Cerebral autosomal dominant arteriopathy with subcortical infarcts and leukoencephalopathy (CADASIL) and retinal vasculopathy with cerebral leukodystrophy and systemic manifestations (RVCL-S) are the most common forms of rare monogenic early-onset cerebral small vessel disease and share clinical, and, to different extents, neuroradiological and neuropathological features. However, whether CADASIL and RVCL-S overlapping phenotype may be explained by shared genetic risk or causative factors such as TREX1 coding variants remains poorly understood. To investigate this intriguing hypothesis, we used exome sequencing to screen TREX1 protein-coding variability in a large multi-ethnic cohort of 180 early-onset independent familial and apparently sporadic CADASIL-like Caucasian patients from the USA, Portugal, Finland, Serbia and Turkey. We report 2 very rare and likely pathogenic TREX1 mutations: a loss of function mutation (p.Ala129fs) clustering in the catalytic domain, in an apparently sporadic 46-year-old patient from the USA and a missense mutation (p.Tyr305Cys) in the well conserved C-terminal region, in a 57-year-old patient with positive family history from Serbia. In concert with recent findings, our study expands the clinical spectrum of diseases associated with TREX1 mutations.

PHACTR1 genetic variability is not critical in small vessel ischemic disease patients and PcomA recruitment in C57BL/6J mice.
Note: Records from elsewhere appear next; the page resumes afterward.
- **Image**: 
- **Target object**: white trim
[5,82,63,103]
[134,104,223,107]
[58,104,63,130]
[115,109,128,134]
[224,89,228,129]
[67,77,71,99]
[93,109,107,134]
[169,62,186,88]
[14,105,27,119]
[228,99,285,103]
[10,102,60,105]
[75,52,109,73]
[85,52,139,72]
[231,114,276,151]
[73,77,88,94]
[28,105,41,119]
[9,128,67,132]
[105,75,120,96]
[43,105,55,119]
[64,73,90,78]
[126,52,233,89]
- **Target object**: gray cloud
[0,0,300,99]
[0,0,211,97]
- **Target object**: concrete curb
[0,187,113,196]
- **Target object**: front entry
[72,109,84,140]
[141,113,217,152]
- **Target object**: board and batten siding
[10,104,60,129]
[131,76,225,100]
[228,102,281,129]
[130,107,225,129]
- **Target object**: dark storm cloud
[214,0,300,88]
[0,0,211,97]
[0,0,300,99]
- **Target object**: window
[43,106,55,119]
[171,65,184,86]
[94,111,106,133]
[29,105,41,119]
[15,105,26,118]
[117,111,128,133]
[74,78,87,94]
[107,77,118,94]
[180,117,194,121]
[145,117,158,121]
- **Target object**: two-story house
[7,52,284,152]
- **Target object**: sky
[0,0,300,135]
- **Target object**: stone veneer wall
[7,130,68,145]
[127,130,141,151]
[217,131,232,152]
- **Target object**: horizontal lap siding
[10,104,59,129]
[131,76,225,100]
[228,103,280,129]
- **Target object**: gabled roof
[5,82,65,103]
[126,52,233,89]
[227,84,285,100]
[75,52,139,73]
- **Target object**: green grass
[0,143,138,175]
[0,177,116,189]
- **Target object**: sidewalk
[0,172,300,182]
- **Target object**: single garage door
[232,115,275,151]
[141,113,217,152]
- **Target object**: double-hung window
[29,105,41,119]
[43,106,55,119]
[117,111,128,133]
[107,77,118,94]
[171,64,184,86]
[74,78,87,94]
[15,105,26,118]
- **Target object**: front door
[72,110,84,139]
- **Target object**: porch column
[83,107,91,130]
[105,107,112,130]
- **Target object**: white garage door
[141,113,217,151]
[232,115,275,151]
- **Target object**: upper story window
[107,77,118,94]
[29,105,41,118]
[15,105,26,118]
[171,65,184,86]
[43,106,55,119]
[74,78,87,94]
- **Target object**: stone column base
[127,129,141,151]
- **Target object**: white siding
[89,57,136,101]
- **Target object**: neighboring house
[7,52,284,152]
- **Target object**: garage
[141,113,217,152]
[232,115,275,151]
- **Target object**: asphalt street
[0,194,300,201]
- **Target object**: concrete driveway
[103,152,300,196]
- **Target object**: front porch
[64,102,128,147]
Recently, several genome-wide association studies identified PHACTR1 as key locus for five diverse vascular disorders: coronary artery disease, migraine, fibromuscular dysplasia, cervical artery dissection and hypertension. Although these represent significant risk factors or comorbidities for ischemic stroke, PHACTR1 role in brain small vessel ischemic disease and ischemic stroke most important survival mechanism, such as the recruitment of brain collateral arteries like posterior communicating arteries (PcomAs), remains unknown. Therefore, we applied exome and genome sequencing in a multi-ethnic cohort of 180 early-onset independent familial and apparently sporadic brain small vessel ischemic disease and CADASIL-like Caucasian patients from US, Portugal, Finland, Serbia and Turkey and in 2 C57BL/6J stroke mouse models (bilateral common carotid artery stenosis [BCCAS] and middle cerebral artery occlusion [MCAO]), characterized by different degrees of PcomAs patency. We report 3 very rare coding variants in the small vessel ischemic disease-CADASIL-like cohort (p.Glu198Gln, p.Arg204Gly, p.Val251Leu) and a stop-gain mutation (p.Gln273*) in one MCAO mouse. These coding variants do not cluster in PHACTR1 known pathogenic domains and are not likely to play a critical role in small vessel ischemic disease or brain collateral circulation. We also exclude the possibility that copy number variants (CNVs) or a variant enrichment in Phactr1 may be associated with PcomA recruitment in BCCAS mice or linked to diverse vascular traits (cerebral blood flow pre-surgery, PcomA size, leptomeningeal microcollateral length and junction density during brain hypoperfusion) in C57BL/6J mice, respectively. Genetic variability in PHACTR1 is not likely to be a common susceptibility factor influencing small vessel ischemic disease in patients and PcomA recruitment in C57BL/6J mice. Nonetheless, rare variants in PHACTR1 RPEL domains may influence the stroke outcome and are worth investigating in a larger cohort of small vessel ischemic disease patients, different ischemic stroke subtypes and with functional studies.